Can't the work be done in a Canadian entity instead of labour being hired via the US entity?

This way, all the R&D expenses are happening in Canada.


I was trying to raise that same question here: https://news.ycombinator.com/item?id=39015849#39018565

My feeling is that an EoR (employer of record) like remote.com might be enough for everyone to be able to avoid R&D capitalization. The research happens in Canada, by a Canadian employee of a Canadian company. You pay an American company for outsourcing human resources. The American company pays the Canadian company for human resources services.

Then again, if you're paying another company for outsourced human resouces, but you have an IP assignment clause as part of that, maybe you would need to claim it as your R&D expense


@edgyquant, not harder, more tax efficient


Why is spreading something out over 15 years harder than spreading it out over 5?


So this year if I spend $150k on foreign research (which includes ANY software development), and then I also earn $150k in revenue: despite me having $0 in the bank, I will only be able to deduct 1/15 of that, or $10k. In other words, I’ll be taxed as if I made $140k of profit, despite me not having any actual money left over.

You can see how if this was 5 years, then I could deduct 1/5 and I would be taxed on $120k profit, which is still bad, but not nearly as bad.


I don't think it will stop foreign hiring for R&D, since the cost differential is often greater than the tax obligation would be.

E.g. if you pay $150K for local research, you expense $15K (10%) the first year (and 30K the subsequent year). You pay taxes on $135K of 'profit'. Let's say that's $45K (I have no idea what's realistic here.

Alternately you pay $130K for a dev from Canada, expense $4,333 (1/30) the first year, and pay tax on the remaining 'profit' of $125,666. Even after admin costs you're coming out ahead


I don't think many startups are thinking 15 years out. 15 months maybe.


I thought employee wages were always deducted. Is that not the case ?


Under the new section 174, software developer salaries are no longer expensable.


Just as an aside - as a general accounting principle, no, wages are not always deducted.

The easy example is a car company, like Ford. If they buy a car factory, that is a capital asset, and the cost needs to be amortized over x years. If they decide to instead BUILD a car factory...they still end up with a capital asset, and the costs (including wages) need to be amortized over x years.

In most cases this is what companies want - they'll have revenues over x years and matching costs over x years is generally better for everyone.


This isn’t like a loan where the longer the term the smaller the payments. It’s the reverse.

You essentially pay taxes now on income, and can’t deduct costs for 5 or 15 years. So it’s kind of like pre-paying taxes and not getting the money back for 5/15 years. Say that you need to go borrow cash to cover the shortfall.
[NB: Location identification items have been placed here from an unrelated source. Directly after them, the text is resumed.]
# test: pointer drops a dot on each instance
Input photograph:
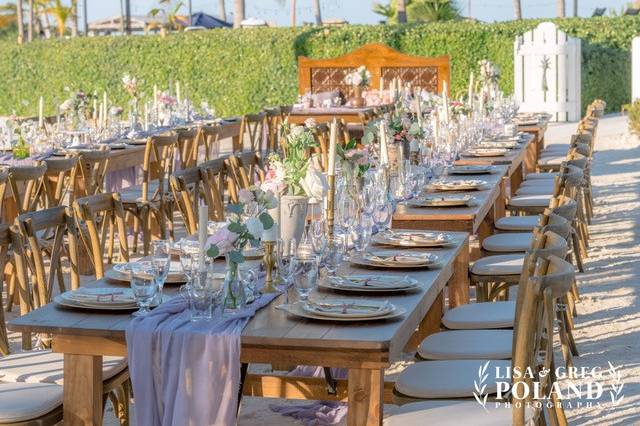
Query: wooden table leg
(366, 389)
(459, 281)
(82, 404)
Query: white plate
(411, 238)
(348, 308)
(430, 261)
(297, 310)
(457, 185)
(386, 283)
(472, 169)
(446, 201)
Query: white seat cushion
(451, 413)
(25, 401)
(536, 189)
(517, 223)
(448, 379)
(474, 316)
(531, 200)
(47, 367)
(467, 344)
(534, 176)
(503, 264)
(552, 160)
(508, 242)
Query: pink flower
(245, 196)
(223, 239)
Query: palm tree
(238, 13)
(316, 12)
(517, 7)
(561, 8)
(222, 12)
(401, 7)
(61, 13)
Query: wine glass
(161, 261)
(336, 247)
(144, 287)
(305, 275)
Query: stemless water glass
(285, 252)
(336, 247)
(305, 275)
(161, 261)
(144, 287)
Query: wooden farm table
(515, 160)
(477, 219)
(272, 336)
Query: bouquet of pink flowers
(247, 221)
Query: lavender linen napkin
(183, 372)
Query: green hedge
(242, 71)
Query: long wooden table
(516, 160)
(477, 219)
(272, 336)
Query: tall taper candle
(333, 136)
(203, 221)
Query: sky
(354, 11)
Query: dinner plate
(297, 309)
(485, 152)
(348, 308)
(444, 201)
(119, 272)
(411, 238)
(472, 169)
(369, 283)
(368, 259)
(457, 185)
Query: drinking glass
(161, 261)
(336, 247)
(285, 252)
(305, 275)
(144, 287)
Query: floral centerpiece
(76, 105)
(247, 221)
(296, 178)
(358, 80)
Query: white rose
(255, 227)
(314, 184)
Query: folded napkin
(183, 372)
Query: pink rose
(245, 196)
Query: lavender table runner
(183, 372)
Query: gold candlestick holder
(331, 204)
(268, 262)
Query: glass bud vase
(234, 295)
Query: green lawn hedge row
(242, 71)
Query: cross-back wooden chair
(92, 169)
(273, 119)
(98, 218)
(36, 290)
(251, 128)
(197, 185)
(59, 181)
(189, 141)
(243, 170)
(547, 279)
(151, 202)
(30, 255)
(23, 182)
(211, 140)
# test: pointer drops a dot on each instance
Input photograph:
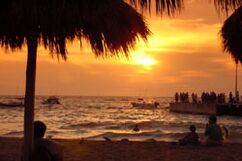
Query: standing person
(176, 97)
(213, 132)
(45, 149)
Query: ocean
(113, 117)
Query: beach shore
(150, 150)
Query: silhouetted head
(212, 119)
(193, 128)
(39, 129)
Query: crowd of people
(207, 97)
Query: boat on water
(141, 103)
(52, 100)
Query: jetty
(232, 109)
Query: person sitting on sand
(44, 149)
(191, 137)
(213, 132)
(136, 128)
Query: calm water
(95, 117)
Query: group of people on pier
(207, 97)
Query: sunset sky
(184, 53)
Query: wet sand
(74, 150)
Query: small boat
(51, 100)
(141, 103)
(12, 104)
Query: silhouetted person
(136, 128)
(213, 132)
(176, 97)
(191, 137)
(44, 149)
(230, 97)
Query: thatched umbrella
(231, 34)
(172, 7)
(111, 27)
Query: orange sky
(183, 54)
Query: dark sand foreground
(130, 151)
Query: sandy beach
(74, 150)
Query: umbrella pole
(236, 80)
(29, 97)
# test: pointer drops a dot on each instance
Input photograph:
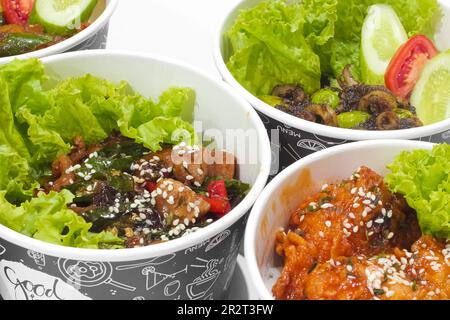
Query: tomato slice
(217, 188)
(219, 206)
(17, 11)
(407, 64)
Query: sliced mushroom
(409, 123)
(388, 121)
(290, 92)
(377, 102)
(347, 79)
(323, 114)
(307, 115)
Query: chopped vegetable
(326, 96)
(382, 35)
(431, 95)
(62, 17)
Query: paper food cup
(93, 37)
(197, 266)
(293, 138)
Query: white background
(179, 29)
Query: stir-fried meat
(420, 274)
(357, 217)
(192, 165)
(180, 201)
(382, 107)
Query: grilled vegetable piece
(12, 44)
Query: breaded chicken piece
(420, 274)
(356, 217)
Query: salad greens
(38, 124)
(281, 41)
(423, 177)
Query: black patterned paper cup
(293, 138)
(93, 37)
(197, 266)
(289, 189)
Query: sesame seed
(327, 206)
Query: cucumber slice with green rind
(382, 35)
(61, 17)
(431, 95)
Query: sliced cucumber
(382, 35)
(62, 17)
(431, 95)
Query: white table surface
(178, 29)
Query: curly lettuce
(280, 41)
(47, 218)
(423, 177)
(38, 124)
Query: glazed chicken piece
(176, 199)
(420, 274)
(356, 217)
(192, 165)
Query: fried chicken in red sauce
(357, 240)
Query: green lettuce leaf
(47, 218)
(164, 130)
(14, 175)
(423, 177)
(274, 43)
(280, 41)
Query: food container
(288, 190)
(293, 138)
(198, 266)
(93, 37)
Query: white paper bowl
(198, 266)
(93, 37)
(287, 191)
(298, 138)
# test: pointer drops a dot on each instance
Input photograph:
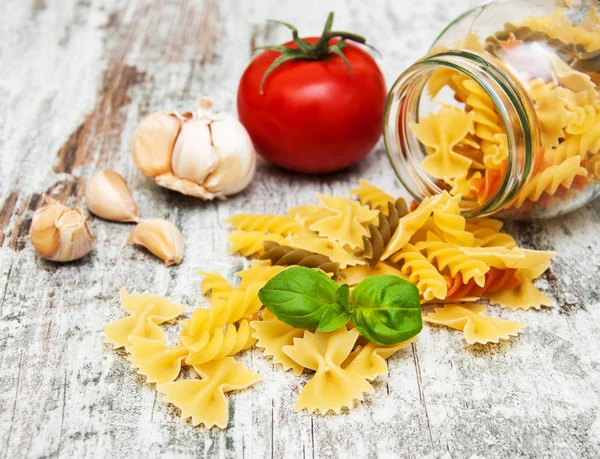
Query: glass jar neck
(513, 105)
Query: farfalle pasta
(203, 400)
(547, 55)
(450, 260)
(476, 327)
(331, 387)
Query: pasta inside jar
(507, 117)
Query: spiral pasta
(276, 224)
(370, 195)
(380, 235)
(448, 219)
(250, 243)
(218, 344)
(550, 180)
(280, 255)
(421, 272)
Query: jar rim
(509, 97)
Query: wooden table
(76, 77)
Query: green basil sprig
(385, 309)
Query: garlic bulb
(108, 197)
(203, 154)
(59, 233)
(160, 237)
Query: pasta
(204, 400)
(448, 258)
(272, 336)
(156, 361)
(411, 223)
(370, 360)
(146, 312)
(249, 243)
(275, 224)
(370, 195)
(495, 280)
(545, 53)
(442, 132)
(218, 344)
(345, 225)
(422, 273)
(452, 224)
(280, 255)
(355, 274)
(332, 387)
(334, 251)
(550, 179)
(380, 235)
(214, 283)
(476, 327)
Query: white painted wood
(64, 393)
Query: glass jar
(504, 110)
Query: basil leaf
(387, 309)
(299, 296)
(335, 317)
(343, 297)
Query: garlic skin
(207, 155)
(108, 197)
(59, 233)
(160, 237)
(153, 143)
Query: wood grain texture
(77, 76)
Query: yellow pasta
(411, 223)
(550, 180)
(250, 243)
(156, 361)
(272, 335)
(214, 283)
(276, 224)
(370, 360)
(355, 274)
(448, 219)
(347, 223)
(146, 312)
(370, 195)
(442, 132)
(204, 400)
(218, 344)
(447, 256)
(476, 327)
(334, 251)
(421, 272)
(332, 387)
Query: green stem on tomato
(309, 52)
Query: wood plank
(79, 76)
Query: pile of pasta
(453, 262)
(467, 147)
Is it cheaper to borrow money for 5 or 15 years?


Hah I'm still trying to understand how software developer pay should be a deduction at all.


As far as I understand it, it’s normal to deduct most all kinds of payroll as an operating expense, and historically that’s included software developers too. The way it was explained to me, the tax man gets his bite when the people receiving the paychecks pay their own income taxes.

The recent changes mean you can still do that for most staff EXCEPT developers, even if the devs are doing operational work instead of work that feels more conventionally like R&D. So you have to come up with a bundle of cash now to pay tax on most of the developers’ salaries, even though they’ll give it back to you over 5-15 years.

Essentially you making a free loan to the government for a decade or whatever, except the money’s probably not free to you.

Of course I can think of situations where the development effort really was more R&D than operational, and the revenue stream matched: the first few years operated at a loss already, and the deductions might have more been useful in 5 years when the revenues were flowing in from a mature product. But I think they might have ways to carry forward losses to future tax years or something to deal with situations like that?


It's like any payment to any contractor.

If my business makes 400k/year, but I pay a contractor 100k during that year, my effective income is reduced by 100k.


So if you run a McDonalds. Your cash flows is money coming in for finished burgers. Your expenses are workers salaries and to buy meat. Let's say your very simple business summary is:

* Total Revenue: $1,000,000

* Cost of food: -$200,000

* Employee Salary: -$600,000

* (potential profit): $200,000

Assuming you can deduct the cost of food and employee salary to sling your burgers.. you make a 200k profit, and pay taxes on 200k.

But now let's say you can't deduct employee salary. You now pay taxes on $800,000 of income despite only having $200,000 of income. Depending on tax rates etc. you might end up with $0 in your pocket, despite having a successful business.

Now replace McDonalds with bootstrapped startup, food cost with AWS bill, and keep employee cost. This is the real situation many small SaaS or other software companies are currently in.


>> Hah I'm still trying to understand how software developer pay should be a deduction at all

Because it is an expense maybe?


Most small businesses exist for less than 15 years.


Of all the startups that started in the last 15 years, how many of them are still around?